I walk five paces and stop at the misshapen rock placed on the road. The first time I set the rock here—over a year ago now—I remember my heart beating wildly and my breathing so loud I feared someone from the community would hear me. I crouched down and quietly placed the rock on the dirt road—marking how far I had made it—then I sprinted back to the safety of the gate and the hut. I didn’t go down the road for a week after that—I was too terrified. Instead, I would stare in the bathroom mirror each morning and lean close to the glass, examining my eyes, looking for something that wasn’t right: for the black of my pupils to expand like mud seeping up from the earth. I was looking for signs of the disease.
But it never came.
A week later, under a nearly full moon, I gathered enough courage to walk back down the road—my eyes darting into the woods, listening for the sounds of trees splitting open, bark peeling back—and when I reached the palm-size stone, I walked five paces past it, placing another stone in the dirt at my feet.
I’ve repeated this every night for the last year: walking five more paces up the road, then leaving another stone to mark my progress. I’ve been risking my life for something I’m not sure of, just to see a little farther, to know what lies beyond the next rise in the road.
And tonight, when I reach the last stone in the line, I look back at the gate, the little hut, both still visible in the dark. But ahead of me, the road makes an abrupt left turn, and I’ve never been able to see what’s beyond it. I squeeze the rock I plucked from the tall grass, and silently count off my paces. One, two, three, four… I swallow down a breath. Five. I’m not quite around the bend in the road, I can’t quite see what’s beyond it, but I set the stone on the ground at my feet—my heart a drum. I’m so close. In the trees, I hear a cracking sound, like someone running a hooked claw down the rough bark of a tree, peeling it away to reveal the soft white center inside. Like flesh. Like the parts of a tree you shouldn’t see.
The trees are separating themselves.
But I don’t run, I don’t turn back. I take another step forward, beyond the last stone.
Curiosity does this: It prods at the gut; it pushes fear aside and causes smart men to do stupid things.
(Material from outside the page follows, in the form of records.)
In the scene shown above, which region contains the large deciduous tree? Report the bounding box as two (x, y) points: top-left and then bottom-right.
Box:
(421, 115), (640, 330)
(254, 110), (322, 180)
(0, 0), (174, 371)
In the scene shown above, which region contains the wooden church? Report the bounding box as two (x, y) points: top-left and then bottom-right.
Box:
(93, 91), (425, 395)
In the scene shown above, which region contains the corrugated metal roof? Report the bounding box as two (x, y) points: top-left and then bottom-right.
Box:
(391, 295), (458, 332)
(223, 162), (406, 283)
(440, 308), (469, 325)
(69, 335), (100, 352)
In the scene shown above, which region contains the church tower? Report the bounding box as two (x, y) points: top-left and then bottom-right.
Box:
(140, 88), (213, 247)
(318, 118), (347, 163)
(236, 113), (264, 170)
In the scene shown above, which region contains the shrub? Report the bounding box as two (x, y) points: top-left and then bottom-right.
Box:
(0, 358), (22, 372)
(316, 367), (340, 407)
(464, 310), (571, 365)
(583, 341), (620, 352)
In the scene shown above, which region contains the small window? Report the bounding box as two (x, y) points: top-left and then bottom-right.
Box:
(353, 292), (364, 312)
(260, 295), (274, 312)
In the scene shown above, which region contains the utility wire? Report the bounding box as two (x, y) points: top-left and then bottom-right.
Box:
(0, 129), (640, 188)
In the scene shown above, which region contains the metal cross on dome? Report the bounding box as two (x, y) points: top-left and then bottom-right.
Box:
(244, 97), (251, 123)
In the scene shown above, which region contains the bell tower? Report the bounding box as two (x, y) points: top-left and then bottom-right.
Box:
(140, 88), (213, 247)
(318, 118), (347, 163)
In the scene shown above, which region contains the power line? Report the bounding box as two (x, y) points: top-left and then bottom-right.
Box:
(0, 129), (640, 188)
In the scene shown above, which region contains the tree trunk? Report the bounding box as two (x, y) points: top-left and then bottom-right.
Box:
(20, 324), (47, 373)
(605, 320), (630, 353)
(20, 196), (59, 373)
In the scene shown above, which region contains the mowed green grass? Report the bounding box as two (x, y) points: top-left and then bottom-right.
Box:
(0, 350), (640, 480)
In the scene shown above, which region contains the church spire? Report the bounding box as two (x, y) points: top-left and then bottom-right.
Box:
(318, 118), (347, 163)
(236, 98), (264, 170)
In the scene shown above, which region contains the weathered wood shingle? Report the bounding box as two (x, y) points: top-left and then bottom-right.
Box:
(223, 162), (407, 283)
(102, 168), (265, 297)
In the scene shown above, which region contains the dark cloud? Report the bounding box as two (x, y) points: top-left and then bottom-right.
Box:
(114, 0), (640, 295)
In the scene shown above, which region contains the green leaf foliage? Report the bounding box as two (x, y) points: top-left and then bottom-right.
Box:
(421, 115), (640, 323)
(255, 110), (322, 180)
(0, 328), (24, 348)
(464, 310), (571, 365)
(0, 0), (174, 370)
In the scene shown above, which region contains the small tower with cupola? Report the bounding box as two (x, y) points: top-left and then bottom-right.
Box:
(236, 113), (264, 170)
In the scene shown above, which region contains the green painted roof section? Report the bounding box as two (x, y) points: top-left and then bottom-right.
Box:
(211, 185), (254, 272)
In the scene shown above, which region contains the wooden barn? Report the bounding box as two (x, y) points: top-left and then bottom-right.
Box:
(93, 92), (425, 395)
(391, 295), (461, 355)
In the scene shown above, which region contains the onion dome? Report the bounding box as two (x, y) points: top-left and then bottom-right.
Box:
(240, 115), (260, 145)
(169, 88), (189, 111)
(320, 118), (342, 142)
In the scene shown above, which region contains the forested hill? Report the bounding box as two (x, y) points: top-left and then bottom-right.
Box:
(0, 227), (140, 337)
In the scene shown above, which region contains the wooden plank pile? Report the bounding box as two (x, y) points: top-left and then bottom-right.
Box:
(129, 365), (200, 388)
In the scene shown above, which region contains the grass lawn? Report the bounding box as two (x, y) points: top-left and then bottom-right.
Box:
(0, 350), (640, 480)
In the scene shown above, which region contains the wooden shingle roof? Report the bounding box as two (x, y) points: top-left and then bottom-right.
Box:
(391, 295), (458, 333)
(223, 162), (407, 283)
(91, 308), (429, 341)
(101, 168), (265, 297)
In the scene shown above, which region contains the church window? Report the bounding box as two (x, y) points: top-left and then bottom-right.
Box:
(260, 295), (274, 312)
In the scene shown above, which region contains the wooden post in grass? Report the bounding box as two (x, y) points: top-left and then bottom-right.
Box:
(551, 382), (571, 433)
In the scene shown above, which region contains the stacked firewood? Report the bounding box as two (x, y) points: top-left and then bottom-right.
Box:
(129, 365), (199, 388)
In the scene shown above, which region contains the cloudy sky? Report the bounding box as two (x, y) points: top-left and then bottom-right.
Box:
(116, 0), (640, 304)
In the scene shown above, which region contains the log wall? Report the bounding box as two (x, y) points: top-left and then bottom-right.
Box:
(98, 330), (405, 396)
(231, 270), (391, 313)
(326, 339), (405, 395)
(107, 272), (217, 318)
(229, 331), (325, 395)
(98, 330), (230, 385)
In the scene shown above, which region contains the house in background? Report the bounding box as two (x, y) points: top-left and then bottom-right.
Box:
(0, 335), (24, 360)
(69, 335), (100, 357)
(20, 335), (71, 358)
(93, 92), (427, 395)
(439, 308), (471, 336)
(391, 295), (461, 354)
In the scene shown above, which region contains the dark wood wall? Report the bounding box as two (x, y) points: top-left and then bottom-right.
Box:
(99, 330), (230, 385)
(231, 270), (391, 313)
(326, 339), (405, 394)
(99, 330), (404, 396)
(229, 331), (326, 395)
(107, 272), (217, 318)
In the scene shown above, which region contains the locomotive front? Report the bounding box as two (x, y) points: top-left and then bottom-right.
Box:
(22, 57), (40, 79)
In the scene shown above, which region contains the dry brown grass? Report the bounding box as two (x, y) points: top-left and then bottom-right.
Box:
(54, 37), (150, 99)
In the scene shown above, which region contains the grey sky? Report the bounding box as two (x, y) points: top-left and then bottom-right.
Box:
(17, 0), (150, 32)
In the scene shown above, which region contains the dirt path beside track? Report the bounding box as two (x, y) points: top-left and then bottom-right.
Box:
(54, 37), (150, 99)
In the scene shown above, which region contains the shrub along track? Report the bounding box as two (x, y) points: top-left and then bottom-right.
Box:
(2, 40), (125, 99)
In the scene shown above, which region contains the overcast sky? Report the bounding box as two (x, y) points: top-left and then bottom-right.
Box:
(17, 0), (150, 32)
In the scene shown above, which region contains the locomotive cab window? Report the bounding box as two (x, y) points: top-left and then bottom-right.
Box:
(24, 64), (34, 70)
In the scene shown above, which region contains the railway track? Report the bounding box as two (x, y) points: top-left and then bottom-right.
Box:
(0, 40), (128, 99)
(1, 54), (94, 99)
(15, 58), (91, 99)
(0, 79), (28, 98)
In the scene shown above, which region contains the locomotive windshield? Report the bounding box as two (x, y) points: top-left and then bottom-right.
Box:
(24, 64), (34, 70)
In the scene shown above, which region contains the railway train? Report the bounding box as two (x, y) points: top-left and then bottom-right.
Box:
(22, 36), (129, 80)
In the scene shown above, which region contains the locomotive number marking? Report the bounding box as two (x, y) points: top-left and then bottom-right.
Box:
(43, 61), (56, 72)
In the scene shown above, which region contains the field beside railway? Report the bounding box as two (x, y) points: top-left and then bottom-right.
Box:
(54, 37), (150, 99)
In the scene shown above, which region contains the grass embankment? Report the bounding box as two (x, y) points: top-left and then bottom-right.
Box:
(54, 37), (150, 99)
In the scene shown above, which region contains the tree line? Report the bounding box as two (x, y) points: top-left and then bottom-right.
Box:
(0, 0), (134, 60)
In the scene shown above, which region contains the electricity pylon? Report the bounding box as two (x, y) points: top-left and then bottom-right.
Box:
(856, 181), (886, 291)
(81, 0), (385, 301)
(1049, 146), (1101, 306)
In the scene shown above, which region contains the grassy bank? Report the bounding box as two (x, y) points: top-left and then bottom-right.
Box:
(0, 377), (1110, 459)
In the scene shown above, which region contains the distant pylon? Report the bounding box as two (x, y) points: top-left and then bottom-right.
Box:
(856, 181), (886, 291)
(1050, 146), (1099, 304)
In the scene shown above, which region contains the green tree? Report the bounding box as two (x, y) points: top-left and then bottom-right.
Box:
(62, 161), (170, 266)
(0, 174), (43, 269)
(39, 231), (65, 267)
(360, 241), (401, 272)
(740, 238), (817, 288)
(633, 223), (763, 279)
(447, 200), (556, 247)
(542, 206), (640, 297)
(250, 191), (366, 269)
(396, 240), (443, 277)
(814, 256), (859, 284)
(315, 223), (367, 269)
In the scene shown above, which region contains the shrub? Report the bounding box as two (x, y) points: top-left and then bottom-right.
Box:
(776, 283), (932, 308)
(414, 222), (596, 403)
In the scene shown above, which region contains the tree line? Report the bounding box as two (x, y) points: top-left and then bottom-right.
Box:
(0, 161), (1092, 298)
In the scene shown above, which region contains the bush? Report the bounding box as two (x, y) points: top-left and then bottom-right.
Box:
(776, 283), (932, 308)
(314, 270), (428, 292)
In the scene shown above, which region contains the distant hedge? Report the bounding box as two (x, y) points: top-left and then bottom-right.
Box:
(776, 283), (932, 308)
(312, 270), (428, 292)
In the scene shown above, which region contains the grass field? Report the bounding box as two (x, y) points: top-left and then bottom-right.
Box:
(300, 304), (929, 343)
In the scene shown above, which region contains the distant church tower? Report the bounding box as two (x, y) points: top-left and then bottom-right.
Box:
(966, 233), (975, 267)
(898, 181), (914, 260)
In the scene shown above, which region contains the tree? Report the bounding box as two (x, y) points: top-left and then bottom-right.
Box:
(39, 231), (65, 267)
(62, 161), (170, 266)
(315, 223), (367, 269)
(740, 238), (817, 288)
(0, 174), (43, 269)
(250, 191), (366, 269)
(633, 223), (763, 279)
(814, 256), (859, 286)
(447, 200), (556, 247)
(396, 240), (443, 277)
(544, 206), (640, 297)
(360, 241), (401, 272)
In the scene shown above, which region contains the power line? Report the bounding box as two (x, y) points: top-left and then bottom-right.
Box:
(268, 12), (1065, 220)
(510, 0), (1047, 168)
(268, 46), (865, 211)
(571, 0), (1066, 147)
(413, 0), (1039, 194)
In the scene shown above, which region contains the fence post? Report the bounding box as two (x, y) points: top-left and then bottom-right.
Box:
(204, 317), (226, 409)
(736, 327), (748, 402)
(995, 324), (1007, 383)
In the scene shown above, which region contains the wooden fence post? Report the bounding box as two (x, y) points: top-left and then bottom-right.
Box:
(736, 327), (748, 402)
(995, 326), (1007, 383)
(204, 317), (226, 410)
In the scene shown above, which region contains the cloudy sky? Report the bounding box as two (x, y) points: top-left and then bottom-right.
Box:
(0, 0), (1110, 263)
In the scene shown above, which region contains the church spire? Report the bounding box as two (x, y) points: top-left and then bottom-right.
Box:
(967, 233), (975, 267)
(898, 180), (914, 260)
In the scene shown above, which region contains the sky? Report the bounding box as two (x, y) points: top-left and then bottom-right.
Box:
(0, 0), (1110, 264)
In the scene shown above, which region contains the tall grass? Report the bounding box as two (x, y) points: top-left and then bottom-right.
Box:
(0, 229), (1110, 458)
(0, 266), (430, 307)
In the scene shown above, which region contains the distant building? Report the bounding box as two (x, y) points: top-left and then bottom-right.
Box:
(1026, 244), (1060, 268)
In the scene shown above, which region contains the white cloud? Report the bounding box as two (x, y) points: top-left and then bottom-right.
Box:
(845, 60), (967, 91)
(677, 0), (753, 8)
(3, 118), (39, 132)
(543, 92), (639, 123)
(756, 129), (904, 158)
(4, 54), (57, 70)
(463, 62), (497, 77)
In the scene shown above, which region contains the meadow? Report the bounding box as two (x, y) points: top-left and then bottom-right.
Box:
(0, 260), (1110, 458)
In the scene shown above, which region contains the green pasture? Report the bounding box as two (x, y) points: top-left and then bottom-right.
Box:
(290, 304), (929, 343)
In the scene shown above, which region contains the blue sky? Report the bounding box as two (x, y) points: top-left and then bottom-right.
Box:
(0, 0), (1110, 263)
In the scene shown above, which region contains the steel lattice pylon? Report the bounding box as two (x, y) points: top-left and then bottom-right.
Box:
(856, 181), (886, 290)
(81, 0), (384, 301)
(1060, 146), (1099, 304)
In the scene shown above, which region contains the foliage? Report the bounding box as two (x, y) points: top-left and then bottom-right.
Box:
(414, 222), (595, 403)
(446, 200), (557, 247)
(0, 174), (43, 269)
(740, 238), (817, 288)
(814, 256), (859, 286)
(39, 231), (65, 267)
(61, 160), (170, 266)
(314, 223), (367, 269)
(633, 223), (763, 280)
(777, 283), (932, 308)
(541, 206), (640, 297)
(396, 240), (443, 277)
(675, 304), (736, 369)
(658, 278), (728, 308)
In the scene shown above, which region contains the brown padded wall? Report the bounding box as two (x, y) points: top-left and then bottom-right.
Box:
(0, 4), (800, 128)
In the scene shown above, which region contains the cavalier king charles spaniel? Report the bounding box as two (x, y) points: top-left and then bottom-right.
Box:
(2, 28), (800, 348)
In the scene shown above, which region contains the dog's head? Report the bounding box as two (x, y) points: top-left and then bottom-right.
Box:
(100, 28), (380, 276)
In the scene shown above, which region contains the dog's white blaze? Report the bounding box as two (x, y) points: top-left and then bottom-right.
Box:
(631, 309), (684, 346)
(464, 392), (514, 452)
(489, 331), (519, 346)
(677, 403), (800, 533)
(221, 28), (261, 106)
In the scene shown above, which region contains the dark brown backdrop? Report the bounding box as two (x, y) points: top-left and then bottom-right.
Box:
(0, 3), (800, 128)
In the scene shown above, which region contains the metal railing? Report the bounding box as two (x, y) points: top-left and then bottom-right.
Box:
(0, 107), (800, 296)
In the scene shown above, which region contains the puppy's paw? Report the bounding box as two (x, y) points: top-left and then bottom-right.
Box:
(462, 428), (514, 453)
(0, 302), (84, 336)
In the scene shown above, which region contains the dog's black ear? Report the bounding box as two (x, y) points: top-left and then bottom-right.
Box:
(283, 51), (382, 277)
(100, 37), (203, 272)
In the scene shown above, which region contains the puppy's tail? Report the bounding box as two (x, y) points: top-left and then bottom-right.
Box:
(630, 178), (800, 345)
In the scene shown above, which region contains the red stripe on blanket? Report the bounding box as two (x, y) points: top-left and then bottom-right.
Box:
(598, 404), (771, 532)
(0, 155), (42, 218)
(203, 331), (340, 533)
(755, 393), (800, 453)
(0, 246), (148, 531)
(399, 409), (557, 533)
I look back at the gate as it slips from view, and I round the bend in the road, my mind no longer counting my paces—my legs carrying me forward, one after the other—and then I see something ahead. Resting just off the side of the road.
A vehicle.
A truck.
* * *
There’s a feeling sometimes, when you wake up from a deep, deep sleep and your eyes flash open and for the briefest half moment you can’t remember where you are—the room and the movement of the curtains against the open window all feel foreign in that distant, not quite lucid way. Like you might still be asleep.
That’s how it feels, looking upon the truck.
A felled tree is lying across the road, limbs shattered and broken apart, effectively blocking the path. The truck is parked askew, between an opening in the trees, as if the driver had tried to steer off the road then gotten stuck—in deep spring mud or even deeper winter snow.
I move closer, ignoring the fear clamping down inside my chest. I shouldn’t be here.
The windshield and hood are covered in golden leaves and rotting pine needles, a couple seasons’ worth. The truck hasn’t been here long. The two driver’s-side tires are sunk into the earth, buried. Stuck. I touch the door handle and a shiver of northern wind passes over my neck, a quick gust, and then it’s gone.
I pull open the door and take a step back, expecting something to lunge out at me, or to find a calcified body slumped against the floorboards—frozen or starved or rotted to death. But there’s no corpse. No scent of decaying flesh.